Preparation & Dosage
Preparation
Traditionally consumed boiled or steamed in the pod with a pinch of sea salt.
Dosage
1–2 servings (100–150 grams) daily of steamed edamame for heart, bone, and hormonal health benefits.
Culinary
Enjoy as a snack, or add to salads, stir-fries, and grain bowls.
Nutritional Profile
- Plant Protein: Complete protein source with essential amino acids for muscle and tissue repair.
- Dietary Fiber: Supports digestive regularity and satiety.
- Vitamin K: Essential for blood clotting and bone mineralization.
- Vitamin C: Antioxidant that supports immune function and collagen synthesis.
- Folate: Crucial for cell division and DNA synthesis.
- Magnesium: Supports muscle and nerve function, blood glucose control, and blood pressure regulation.
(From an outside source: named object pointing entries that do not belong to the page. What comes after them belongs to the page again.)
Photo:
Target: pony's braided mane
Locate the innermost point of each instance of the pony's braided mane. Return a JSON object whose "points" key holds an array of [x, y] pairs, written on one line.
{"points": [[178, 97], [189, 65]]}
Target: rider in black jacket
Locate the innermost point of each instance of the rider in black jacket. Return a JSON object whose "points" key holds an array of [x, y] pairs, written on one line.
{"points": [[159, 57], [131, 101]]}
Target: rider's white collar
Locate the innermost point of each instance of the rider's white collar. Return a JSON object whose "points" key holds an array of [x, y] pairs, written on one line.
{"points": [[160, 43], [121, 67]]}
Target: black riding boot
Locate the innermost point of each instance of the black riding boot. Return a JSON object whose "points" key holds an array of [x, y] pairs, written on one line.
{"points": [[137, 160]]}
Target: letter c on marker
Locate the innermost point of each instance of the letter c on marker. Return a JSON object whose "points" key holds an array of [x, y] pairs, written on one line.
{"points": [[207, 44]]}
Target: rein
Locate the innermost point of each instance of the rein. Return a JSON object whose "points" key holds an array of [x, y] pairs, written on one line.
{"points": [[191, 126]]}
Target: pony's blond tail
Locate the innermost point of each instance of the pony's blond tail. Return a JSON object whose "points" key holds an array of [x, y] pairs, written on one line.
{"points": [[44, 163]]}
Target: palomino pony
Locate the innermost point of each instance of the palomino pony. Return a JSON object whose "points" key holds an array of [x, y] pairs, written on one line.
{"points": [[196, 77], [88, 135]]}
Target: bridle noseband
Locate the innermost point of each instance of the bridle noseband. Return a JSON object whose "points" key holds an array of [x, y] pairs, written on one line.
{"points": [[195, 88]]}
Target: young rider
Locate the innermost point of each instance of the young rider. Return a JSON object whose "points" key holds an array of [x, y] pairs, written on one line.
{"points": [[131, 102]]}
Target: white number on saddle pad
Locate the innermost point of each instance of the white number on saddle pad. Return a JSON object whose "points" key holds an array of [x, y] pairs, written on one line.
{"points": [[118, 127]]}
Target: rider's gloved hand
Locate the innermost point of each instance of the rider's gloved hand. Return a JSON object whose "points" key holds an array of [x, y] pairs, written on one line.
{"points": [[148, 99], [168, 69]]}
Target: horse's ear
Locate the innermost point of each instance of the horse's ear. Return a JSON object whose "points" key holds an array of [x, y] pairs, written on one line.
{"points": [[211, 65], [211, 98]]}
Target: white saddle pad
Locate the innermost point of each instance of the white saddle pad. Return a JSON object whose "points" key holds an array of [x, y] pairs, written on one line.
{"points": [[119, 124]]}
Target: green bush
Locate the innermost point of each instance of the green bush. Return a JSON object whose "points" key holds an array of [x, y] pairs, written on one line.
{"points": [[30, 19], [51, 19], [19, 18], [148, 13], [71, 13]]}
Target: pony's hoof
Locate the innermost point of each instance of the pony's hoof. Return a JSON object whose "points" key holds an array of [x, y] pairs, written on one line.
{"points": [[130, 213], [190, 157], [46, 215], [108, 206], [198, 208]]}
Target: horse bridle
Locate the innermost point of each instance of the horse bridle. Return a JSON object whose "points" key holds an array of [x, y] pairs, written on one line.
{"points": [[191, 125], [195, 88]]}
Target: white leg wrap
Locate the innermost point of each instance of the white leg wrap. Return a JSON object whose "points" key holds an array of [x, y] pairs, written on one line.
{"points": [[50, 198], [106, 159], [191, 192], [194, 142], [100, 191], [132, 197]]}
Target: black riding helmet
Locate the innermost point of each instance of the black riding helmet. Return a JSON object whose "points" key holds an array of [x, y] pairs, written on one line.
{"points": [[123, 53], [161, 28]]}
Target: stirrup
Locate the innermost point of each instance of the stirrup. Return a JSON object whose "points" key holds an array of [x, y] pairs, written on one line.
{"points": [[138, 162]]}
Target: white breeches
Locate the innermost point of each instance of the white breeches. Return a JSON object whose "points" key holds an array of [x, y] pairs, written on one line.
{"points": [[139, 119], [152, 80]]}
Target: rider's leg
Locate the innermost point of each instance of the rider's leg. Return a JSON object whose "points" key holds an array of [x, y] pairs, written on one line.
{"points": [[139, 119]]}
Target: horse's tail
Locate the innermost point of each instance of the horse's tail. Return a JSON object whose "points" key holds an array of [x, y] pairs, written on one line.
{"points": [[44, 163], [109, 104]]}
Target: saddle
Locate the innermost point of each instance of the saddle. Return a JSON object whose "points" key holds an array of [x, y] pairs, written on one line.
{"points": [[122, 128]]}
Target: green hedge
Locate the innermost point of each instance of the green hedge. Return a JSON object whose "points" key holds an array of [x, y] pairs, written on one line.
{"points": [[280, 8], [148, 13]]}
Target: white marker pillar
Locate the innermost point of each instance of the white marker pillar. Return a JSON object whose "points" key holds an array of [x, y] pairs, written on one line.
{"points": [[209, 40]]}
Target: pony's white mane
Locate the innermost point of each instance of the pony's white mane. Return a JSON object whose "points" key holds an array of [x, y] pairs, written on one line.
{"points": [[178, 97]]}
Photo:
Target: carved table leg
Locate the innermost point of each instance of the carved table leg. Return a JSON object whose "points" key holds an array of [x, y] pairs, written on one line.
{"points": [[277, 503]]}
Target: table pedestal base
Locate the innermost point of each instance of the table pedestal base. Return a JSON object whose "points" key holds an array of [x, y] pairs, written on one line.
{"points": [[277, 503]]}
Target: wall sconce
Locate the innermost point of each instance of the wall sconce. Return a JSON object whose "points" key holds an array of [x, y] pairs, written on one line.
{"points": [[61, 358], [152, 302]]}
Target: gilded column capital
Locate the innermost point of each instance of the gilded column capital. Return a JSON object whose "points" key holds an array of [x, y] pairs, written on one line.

- Isoflavones: Phytoestrogens that support hormonal balance and antioxidant defense.
Synergy Stack
Hermetica Formulation Heuristic
Protein + fiber base
Cardio & Circulation | Hormonal Balance
Frequently Asked Questions
What is the Japanese Green Soybean?
The Japanese Green Soybean is an immature soybean (Glycine max) harvested while still green and tender, commonly known as edamame. It provides complete plant-based protein with all essential amino acids, along with fiber, vitamin K, folate, and isoflavone antioxidants.
How much should I eat daily and is it safe?
A standard recommendation is 100-150 grams of shelled green soybeans (about 1 cup) daily. They are safe for most people but should be avoided by those with soy allergies. Individuals on blood thinners or thyroid medication should maintain consistent intake and consult their healthcare provider.
What makes green soybeans different from mature soybeans?
Green soybeans are harvested earlier, resulting in a softer texture, milder flavor, and higher moisture content. They are lower in calories and fat than mature soybeans while still providing excellent protein and fiber. They also retain more vitamin C and folate compared to fully mature, dried soybeans.